The Gold of Naples (L'oro di Napoli /it/) is a 1954 Italian anthology film directed by Vittorio De Sica. It was entered into the 1955 Cannes Film Festival. In 2008, the film was included on the Italian Ministry of Cultural Heritage’s 100 Italian films to be saved, a list of 100 films that "have changed the collective memory of the country between 1942 and 1978."

==Plot==
The film is a tribute to Naples, where director De Sica spent his first years, this is a collection of 6 Neapolitan episodes: a clown exploited by a hoodlum; an unfaithful pizza seller (Loren) losing her wedding ring; the funeral of a child; the impoverished inveterate gambler Count Prospero B. being reduced to force his doorman's preteen kid to play cards with him (and losing regularly); the unexpected and unusual wedding of Teresa, a prostitute; the exploits of "professor" Ersilio Miccio, a "wisdom seller" who "solves problems".

==Cast==

==="Il guappo" ("El Camorrista ")===
- Totò – Don Saverio Petrillo
- Lianella Carell – Carolina, Saverio's wife
- Pasquale Cennamo – Don Carmine Savarone, the squatter
- Agostino Salvietti – Gennaro Esposito, El Camorrista.

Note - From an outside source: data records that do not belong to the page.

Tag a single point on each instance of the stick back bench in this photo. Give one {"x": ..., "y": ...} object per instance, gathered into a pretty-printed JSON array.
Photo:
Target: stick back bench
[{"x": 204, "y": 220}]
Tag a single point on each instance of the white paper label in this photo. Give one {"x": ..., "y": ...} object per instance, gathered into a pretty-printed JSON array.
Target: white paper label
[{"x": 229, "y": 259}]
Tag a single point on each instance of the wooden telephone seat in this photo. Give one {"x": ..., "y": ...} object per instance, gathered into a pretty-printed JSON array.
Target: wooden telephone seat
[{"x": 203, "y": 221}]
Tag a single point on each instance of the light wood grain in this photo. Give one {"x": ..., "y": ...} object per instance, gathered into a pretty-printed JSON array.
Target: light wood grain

==="Pizze a credito" ("Pizza on Credit")===
- Sophia Loren – Sofia
- Paolo Stoppa – Don Peppino, the widower
- Giacomo Furia – Rosario, Sofia's husband
- Alberto Farnese – Alfredo, Sofia's lover
- Tecla Scarano – Don Peppino's friend

==="Funeralino"===
- Teresa De Vita – The mother

==="I giocatori" ("Ludopata")===
- Vittorio De Sica – Count Prospero B.
- Pierino Bilancioni – Gennarino, the young gambler
- Lars Borgström – Federico, the doorkeeper
- Mario Passante – Giovanni, the butler
- Irene Montaldo – Countess B.

==="Teresa" ("Theresa")===
- Silvana Mangano – Teresa
- Erno Crisa – Don Nicola
- Ubaldo Maestri – Don Ubaldo

==="Il professore"===
- Eduardo De Filippo – Don Ersilio Miccio
- Tina Pica – The elderly lady
- Nino Imparato – Gennaro
- Gianni Crosio – Alfonso Maria di Sant'Agata dei Fornai

==Release==
The original Italian release comprises six segments: "Il guappo", "Pizze a credito", "Funeralino", "I giocatori", "Teresa", and "Il professore". The US version omits the third and the sixth, leaving the following: "The Racketeer", "Pizza on Credit", "The Gambler", and "Theresa".

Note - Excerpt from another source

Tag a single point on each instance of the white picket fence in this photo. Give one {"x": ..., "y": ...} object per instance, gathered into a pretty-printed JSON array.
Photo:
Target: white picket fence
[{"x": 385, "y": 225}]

Paramount did not take up its option to release the film in the United States and it wasn't until February 1957 that the film was finally distributed there, being shown at the Paris Theater in New York for 18 weeks, earning the distributor, Distributors Corporation of America, $72,000. The film was voted one of the Ten Best Foreign Language Films of 1957 by The New York Times.